Some specific incidents in recent years hinted at her personal struggles. In 2016, Peterson went ballistic over a colleague’s birthday cake she called sexist and profanely chewed out its creators and recipient. In 2019, she also became vituperative over her exclusion to admission to a casino, even though being barred being was her idea.

But her legislating style perhaps provided the most obvious evidence that personal demons haunted her. She regularly in social media and in committee or on the floor through her questioning or side comments often injected harsh partisan political statements, not often passing up opportunities to bash Republicans and conservatives on matters seemingly-unrelated to ideological conflict.

When Republican former Pres. Donald Trump ascended to the White House in 2016, this appeared to push leftist elites into a paranoic derangement in how they carried out the business of politics. Always prone to this because the base tenets of liberalism deflect away from personal responsibility towards a search for bogeymen to explain outcomes, after his election the political left became even more conspiratorial in worldview, and because of its sharing roots with Marxism, even more insular and shielded from analyzing the faulty presumptions of that worldview and the policy mistakes stemming from that as a means to correct itself.

Thus, for example, over the past few years the leftist elites that overwhelmingly populate powerful Democrats accepted critical theory as certainty despite its obvious flaws in validly describing how the world works where criticism along those lines became transformed into validation of it; misclassified techniques to mutilate and chemically abuse children who at a given moment felt their self-conception of gender didn’t match their physical sex from gender-changing to “gender-affirming” in scope; and shilled massive increases in government spending that bring benefits to certain constituencies at the expense of others are sold as “investment” rather than understood as this truly is, wealth redistribution by raw power.

This closed system that also includes tech titans, woke academia, and media that alternates between unthinking stenography of the favored and jettisoning objectivity to denounce the unfavored has created an incestuous echo chamber that cannot fathom the issue preferences of the median voter, yet maps the mind of the chosen few perfectly.

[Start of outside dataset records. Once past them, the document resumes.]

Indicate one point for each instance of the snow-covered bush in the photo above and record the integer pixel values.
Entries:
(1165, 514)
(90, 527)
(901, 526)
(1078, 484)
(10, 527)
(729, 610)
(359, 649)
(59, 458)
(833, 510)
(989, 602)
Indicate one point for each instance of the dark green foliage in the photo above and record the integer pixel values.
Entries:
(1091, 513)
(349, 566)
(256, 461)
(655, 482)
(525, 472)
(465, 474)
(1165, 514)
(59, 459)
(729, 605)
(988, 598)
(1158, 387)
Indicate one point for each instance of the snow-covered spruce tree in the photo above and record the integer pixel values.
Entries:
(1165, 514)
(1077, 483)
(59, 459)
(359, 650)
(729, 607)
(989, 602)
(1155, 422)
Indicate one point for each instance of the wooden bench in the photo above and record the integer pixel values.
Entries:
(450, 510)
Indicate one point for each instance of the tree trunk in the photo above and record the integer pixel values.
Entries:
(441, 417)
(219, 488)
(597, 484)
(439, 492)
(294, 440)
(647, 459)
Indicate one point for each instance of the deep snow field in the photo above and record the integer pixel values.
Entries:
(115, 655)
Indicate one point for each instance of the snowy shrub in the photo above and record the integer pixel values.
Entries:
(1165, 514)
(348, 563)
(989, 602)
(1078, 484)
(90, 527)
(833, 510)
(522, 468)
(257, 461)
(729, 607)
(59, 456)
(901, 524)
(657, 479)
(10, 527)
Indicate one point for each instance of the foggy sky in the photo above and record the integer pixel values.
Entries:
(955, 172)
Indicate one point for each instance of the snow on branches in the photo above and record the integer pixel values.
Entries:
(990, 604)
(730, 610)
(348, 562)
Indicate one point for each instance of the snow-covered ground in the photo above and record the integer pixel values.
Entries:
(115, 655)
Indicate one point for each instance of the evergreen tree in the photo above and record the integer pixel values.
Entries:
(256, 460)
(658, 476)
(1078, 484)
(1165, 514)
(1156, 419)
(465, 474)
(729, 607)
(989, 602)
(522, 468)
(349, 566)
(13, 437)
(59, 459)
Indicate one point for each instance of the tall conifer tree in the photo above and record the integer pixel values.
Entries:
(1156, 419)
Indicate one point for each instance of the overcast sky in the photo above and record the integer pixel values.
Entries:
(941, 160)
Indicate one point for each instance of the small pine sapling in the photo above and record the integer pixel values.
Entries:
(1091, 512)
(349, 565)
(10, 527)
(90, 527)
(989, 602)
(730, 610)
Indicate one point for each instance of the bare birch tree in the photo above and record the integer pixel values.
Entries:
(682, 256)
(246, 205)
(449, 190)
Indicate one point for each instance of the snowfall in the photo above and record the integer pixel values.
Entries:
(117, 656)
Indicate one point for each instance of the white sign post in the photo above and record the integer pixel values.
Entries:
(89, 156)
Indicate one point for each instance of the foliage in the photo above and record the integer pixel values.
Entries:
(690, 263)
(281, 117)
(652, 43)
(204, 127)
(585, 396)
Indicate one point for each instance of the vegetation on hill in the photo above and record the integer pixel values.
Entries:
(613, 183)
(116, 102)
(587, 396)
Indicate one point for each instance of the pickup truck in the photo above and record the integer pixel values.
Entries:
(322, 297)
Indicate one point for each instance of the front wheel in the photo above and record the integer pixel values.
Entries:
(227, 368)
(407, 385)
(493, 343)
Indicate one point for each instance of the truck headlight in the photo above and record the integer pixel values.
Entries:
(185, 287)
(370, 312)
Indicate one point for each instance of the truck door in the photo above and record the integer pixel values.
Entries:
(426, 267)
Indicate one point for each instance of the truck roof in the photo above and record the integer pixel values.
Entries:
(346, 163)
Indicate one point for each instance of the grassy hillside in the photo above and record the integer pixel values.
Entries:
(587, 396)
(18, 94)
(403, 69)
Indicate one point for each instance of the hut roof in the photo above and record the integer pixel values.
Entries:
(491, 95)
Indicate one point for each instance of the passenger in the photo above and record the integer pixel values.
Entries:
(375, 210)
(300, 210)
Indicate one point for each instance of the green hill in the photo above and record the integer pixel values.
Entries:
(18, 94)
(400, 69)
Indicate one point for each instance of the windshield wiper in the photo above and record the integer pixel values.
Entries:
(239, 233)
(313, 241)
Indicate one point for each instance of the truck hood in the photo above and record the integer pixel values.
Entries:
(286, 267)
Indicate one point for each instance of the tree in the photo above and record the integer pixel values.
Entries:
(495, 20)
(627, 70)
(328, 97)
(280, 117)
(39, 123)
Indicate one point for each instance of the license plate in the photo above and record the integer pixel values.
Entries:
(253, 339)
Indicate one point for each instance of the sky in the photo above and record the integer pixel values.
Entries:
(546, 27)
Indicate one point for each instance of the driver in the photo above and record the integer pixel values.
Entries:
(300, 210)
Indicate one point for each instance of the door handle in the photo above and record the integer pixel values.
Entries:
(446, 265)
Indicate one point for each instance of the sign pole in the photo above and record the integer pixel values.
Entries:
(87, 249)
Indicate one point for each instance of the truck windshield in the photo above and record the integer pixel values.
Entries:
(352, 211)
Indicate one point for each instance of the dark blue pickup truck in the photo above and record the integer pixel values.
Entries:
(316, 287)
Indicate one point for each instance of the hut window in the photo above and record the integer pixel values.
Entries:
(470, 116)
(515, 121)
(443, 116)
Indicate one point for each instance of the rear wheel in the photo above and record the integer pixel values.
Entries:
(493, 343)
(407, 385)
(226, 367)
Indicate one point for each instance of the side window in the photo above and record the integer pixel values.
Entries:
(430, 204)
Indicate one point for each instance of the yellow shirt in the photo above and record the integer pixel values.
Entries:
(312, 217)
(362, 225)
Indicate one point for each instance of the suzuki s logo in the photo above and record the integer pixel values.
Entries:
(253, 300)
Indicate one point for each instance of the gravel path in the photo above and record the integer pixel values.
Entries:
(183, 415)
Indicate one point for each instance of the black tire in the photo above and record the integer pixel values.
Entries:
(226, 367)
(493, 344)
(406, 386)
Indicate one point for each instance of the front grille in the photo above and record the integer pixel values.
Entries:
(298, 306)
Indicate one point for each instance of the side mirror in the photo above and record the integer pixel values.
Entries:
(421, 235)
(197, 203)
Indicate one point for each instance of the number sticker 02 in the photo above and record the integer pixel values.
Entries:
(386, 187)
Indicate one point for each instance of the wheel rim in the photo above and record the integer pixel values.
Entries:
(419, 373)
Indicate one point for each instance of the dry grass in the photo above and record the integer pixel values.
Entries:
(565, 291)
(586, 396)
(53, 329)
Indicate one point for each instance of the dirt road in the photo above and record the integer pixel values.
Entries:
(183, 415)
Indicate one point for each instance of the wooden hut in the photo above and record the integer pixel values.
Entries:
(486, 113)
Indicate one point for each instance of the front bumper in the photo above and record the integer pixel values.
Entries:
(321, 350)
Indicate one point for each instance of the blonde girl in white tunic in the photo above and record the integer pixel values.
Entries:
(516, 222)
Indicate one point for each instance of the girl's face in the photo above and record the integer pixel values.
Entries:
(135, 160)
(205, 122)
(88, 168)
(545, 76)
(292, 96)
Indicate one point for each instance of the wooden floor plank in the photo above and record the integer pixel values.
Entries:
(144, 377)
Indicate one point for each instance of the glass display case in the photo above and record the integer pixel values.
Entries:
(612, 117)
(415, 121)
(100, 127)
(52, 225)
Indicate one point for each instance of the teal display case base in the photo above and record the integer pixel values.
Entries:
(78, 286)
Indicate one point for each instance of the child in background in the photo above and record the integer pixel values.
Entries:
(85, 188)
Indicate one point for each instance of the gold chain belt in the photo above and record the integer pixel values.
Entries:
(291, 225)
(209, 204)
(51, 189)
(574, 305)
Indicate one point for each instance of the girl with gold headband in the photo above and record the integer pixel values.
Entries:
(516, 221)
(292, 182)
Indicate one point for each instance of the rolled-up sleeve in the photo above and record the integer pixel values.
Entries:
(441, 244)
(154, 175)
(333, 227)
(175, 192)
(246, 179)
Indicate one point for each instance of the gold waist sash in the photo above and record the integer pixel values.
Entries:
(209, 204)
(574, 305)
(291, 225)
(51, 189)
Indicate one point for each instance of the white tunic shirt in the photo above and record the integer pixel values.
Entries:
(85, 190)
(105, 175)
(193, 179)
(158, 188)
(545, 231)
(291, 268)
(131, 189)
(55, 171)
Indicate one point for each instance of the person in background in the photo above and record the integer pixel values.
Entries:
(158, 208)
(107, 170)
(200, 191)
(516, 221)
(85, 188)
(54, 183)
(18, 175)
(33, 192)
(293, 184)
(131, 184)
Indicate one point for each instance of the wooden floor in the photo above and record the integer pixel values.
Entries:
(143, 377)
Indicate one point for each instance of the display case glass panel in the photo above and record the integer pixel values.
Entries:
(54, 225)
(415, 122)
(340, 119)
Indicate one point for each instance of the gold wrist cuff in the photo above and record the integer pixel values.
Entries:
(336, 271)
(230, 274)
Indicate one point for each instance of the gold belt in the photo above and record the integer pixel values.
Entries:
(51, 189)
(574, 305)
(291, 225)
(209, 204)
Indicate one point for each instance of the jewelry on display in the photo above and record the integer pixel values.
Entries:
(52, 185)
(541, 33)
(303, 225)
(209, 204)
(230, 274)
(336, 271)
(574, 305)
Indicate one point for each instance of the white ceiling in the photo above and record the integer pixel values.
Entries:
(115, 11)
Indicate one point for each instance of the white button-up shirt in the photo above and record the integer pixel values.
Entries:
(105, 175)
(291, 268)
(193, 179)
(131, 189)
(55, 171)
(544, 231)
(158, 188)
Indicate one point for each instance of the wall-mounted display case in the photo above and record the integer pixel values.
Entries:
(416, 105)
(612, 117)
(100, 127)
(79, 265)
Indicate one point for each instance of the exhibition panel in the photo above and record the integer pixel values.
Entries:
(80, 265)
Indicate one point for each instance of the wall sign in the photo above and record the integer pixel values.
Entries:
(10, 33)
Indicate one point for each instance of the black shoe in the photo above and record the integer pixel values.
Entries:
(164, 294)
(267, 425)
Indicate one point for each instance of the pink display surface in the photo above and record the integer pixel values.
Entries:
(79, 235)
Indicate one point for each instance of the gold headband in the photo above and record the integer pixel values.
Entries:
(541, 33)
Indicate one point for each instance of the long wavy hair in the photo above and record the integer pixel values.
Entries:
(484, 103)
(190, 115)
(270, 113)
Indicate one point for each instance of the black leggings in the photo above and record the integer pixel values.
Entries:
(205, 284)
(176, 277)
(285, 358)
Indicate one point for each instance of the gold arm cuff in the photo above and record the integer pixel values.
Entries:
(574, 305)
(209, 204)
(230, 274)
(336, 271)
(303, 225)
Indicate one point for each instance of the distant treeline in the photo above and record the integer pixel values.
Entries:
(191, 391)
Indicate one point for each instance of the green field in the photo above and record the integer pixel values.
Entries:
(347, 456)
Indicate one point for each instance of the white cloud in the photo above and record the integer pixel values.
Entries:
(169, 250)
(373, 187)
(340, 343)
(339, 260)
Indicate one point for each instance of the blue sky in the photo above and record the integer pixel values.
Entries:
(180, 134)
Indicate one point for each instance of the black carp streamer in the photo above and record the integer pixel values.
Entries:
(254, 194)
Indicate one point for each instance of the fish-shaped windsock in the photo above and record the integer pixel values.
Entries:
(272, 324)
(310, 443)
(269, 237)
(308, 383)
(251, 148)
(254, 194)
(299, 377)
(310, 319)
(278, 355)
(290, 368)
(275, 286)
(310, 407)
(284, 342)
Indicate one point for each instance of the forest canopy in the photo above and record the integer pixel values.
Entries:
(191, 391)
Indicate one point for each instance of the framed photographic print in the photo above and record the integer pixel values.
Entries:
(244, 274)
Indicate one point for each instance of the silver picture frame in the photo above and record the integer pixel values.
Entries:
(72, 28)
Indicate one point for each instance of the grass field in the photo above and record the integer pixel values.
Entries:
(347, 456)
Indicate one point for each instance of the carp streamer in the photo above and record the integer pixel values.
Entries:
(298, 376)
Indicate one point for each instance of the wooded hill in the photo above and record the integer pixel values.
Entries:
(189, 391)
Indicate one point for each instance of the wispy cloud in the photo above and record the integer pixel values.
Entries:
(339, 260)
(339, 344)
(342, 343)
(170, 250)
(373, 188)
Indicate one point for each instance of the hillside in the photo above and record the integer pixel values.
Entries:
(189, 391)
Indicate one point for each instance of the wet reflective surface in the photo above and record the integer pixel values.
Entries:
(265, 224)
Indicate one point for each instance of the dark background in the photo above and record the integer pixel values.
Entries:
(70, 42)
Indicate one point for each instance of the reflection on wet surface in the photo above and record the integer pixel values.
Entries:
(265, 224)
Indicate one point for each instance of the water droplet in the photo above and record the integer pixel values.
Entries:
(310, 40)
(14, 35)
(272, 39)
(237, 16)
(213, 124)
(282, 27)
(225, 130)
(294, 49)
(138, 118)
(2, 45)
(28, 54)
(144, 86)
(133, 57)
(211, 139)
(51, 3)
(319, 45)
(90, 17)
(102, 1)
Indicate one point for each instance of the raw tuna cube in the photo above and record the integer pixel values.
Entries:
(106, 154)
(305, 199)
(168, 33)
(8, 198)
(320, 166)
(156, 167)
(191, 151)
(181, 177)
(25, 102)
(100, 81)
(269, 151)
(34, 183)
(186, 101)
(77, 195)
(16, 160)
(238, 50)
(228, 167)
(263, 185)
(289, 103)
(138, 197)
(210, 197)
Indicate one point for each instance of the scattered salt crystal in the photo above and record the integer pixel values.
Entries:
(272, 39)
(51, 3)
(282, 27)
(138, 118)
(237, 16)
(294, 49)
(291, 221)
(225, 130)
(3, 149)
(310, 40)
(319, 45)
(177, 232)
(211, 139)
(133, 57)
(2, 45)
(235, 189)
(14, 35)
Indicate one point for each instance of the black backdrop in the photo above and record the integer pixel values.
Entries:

It leads precisely to the severe disconnection where, to use a recent example, the elect complain about what they considered as the shape of things to come a hostile and puerile confirmation process for incoming Supreme Court member Kentaji Brown Jackson over issues and decisions driven by conservative interlocutors on entirely valid bases while completely evicting from memory the baseless witch hunt they perpetrated in trying to smear Associate Justice Brett Kavanaugh during his confirmation.

The resulting extremism more and more dovetailed with Peterson’s own worldview, and it’s no accident that she had become the state party’s organization leader and part of the national party leadership in this time period. And perhaps had she won last year a special election for Congress, that might have provided her enough incentive – and room for enough enablement that could keep her demons from seriously impairing her performance, or at least sufficiently out of the public eye – for her to keep going in elected politics.

However, she did lose to a candidate-now-congressman who hardly differed from her in views except on gambling (which she, for obvious reasons, opposed any expansion thereof), and likely because of the combative and abrasive image she projected (a near clone of her on issues, then an electoral newcomer, nearly aced her out of the runoff). And a year later with her political career obviously coming to a close and with ever-shrinking leftist influence at the Capitol, leaving it all doesn’t seem as costly.

Sometimes politicians flee to and become very active in politics as an escape from personal issues but must toss that crutch to resolve those problems; I have known some like that. Hopefully she succeeds on that account, and I wish her well in doing so. If only her political allies had the same self-reflection to apply to their own ongoing ideological crackup.